Questions about the athletic department’s handling of sexual assault and harassment complaints, and Staben’s announcement of Spear’s leave, are the most recent.

On April 3, Staben announced he was placing Spear on a 60-day administrative leave while the university commissioned a detailed look at how the department responded to complaints in 2012 and 2013 from two former women athletes. According to the complaints, a member of the Idaho football team had harassed them and in one instance touched one of them inappropriately.

That woman, a former diver, said in a blog post early this year that Spear did not treat her complaint seriously, or as soon as he should have. He did not direct her to available counseling, and he did not let her know her assailant had been removed from the football team and expelled.

In late April, in connection with the review, the university signed contracts with Patricia Olson, a Boise attorney whose practice before she retired in 2017 dealt extensively with employment law, and the Dan Beebe Group. Beebe, a former commissioner of the Big 12 Conference, is reviewing how the athletic department complied with university policies and procedures.

The university also formed an internal Student Safety and Wellness Task Force headed by Dean of Students Blaine Eckles.

“The issues we are addressing are serious and our approach to better understanding is also.
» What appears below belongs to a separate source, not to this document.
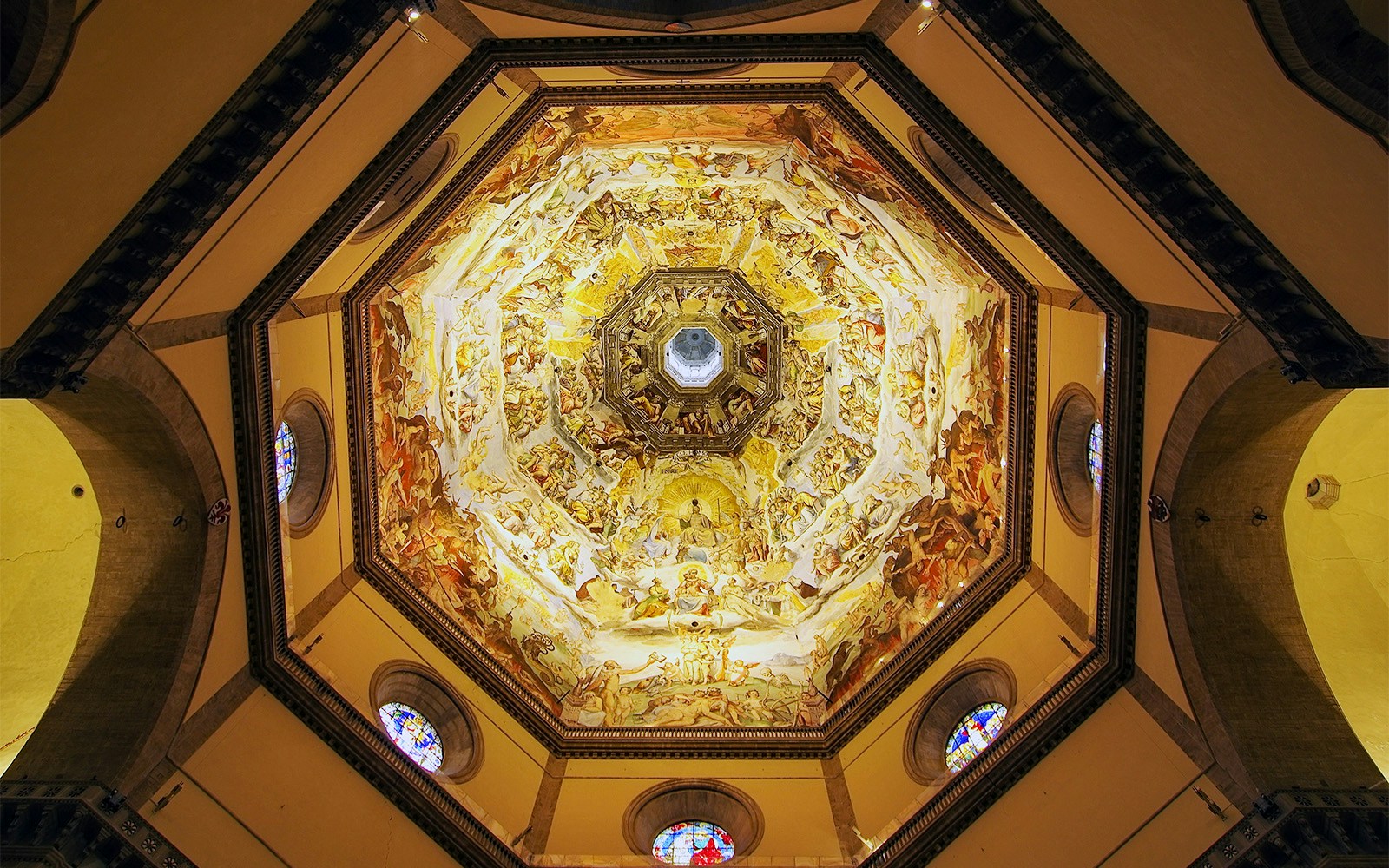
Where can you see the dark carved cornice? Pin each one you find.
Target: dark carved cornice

We will work quickly but will focus on complete and thorough outcomes,” Staben wrote in a memorandum to UI faculty, staff and students April 26 announcing the specifics of the review.

USA TODAY Sports reported Friday that the university had placed diving coach Jim Southerland on leave April 13 after university officials learned he had received an interim suspension from the U.S. Center for SafeSport and USA Diving for an alleged improper sexual relationship between him and a female diver in 2010. Southerland joined UI in 2015.
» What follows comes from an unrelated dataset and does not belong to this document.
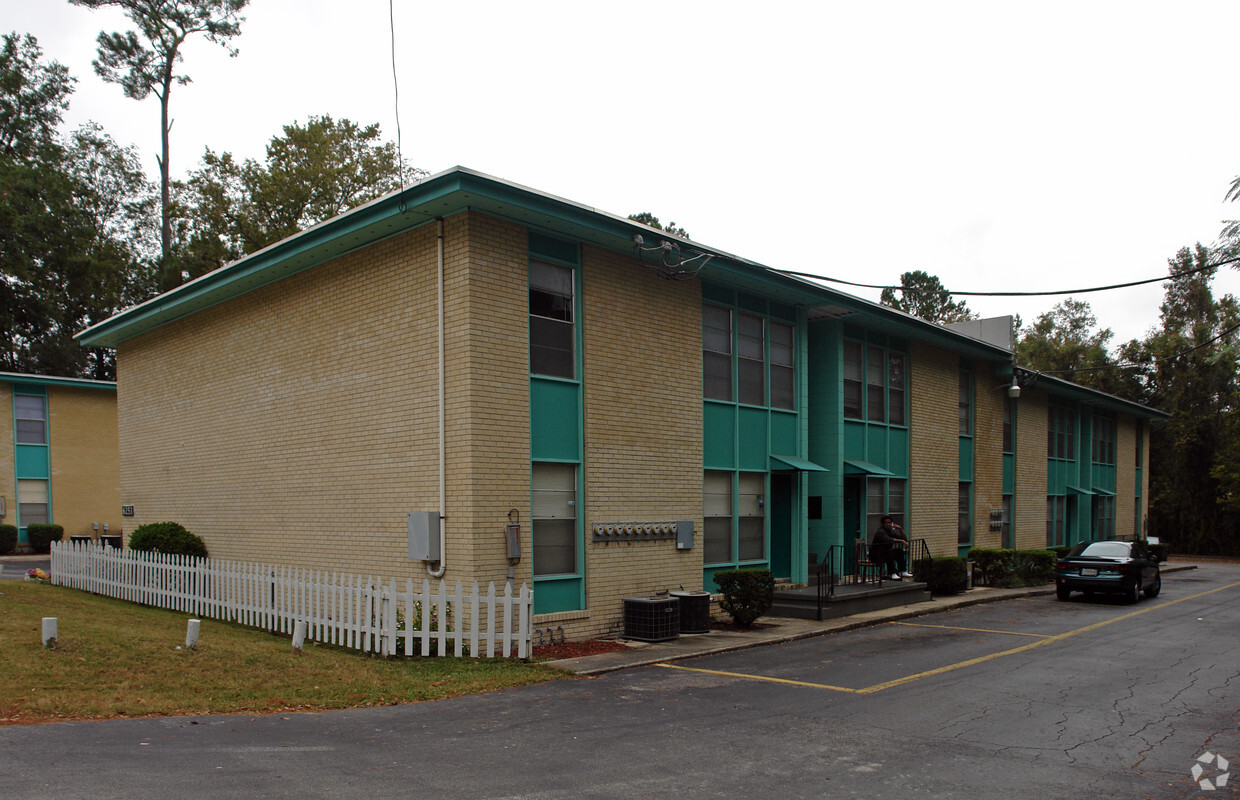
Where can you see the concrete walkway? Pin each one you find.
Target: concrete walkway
(786, 629)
Staben also earned the enduring enmity of some Vandals football supporters when he announced in 2016 that this coming season Idaho would return to the Football Championship Subdivision after two decades of playing as a Football Bowl Subdivision team.

The move, which some supporters see as a retrenchment that not only affects the football program but also makes the university less competitive across all fronts with its rival Boise State University, was prompted by the Sun Belt Conference canceling the membership of Idaho and New Mexico State following the 2017 season.
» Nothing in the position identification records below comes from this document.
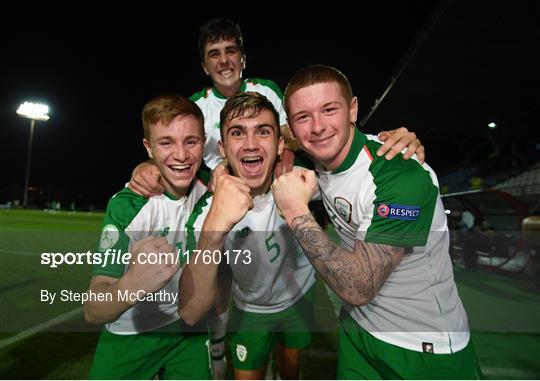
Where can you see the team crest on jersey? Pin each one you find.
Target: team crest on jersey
(109, 237)
(241, 352)
(344, 208)
(161, 233)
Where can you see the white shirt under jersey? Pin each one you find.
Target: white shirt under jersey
(211, 101)
(130, 218)
(397, 203)
(271, 272)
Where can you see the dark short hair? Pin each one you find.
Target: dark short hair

With no clear prospect for another FBS league affiliation for the Vandals and the revenue security that would bring, Staben declined to allow the team to play as an FBS independent, as it did in 2013.

This spring, Staben also announced plans to deal with a structural deficit in athletic funding approaching $1 million annually. The university had been able to cover the shortfall for several years with budget reserves it amassed from payments given to the university by its former league, the Western Athletic Conference, when the WAC discontinued football after 2012.

With those reserves exhausted, and with the university facing an Idaho State Board of Education rule that it could not carry a deficit more than two years, Staben said the university might have to eliminate soccer, swimming and diving and men’s golf.

Those programs were saved for at least a year, though, when the board in April agreed to allow the university to continue deficit funding while it developed a plan to add several new sports without providing them athletic scholarships and while being able to count tuition and fees paid by participants as revenue. However, Vandals soccer coach Derek Pittman left Idaho this month to become the coach at the University of Texas-San Antonio. He cited uncertainty about the future of Vandals soccer as contributing to his decision to leave Idaho.

On Staben’s watch, Idaho did record a major athletics fundraising triumph. The UI secured a $10 million gift from Idaho Central Credit Union to help fund a new basketball arena, which has been on UI officials’ wish list for facilities for 50 years.

In announcing the gift in January, Staben called it “a game-changing investment for this project, for our university community and for Idaho.”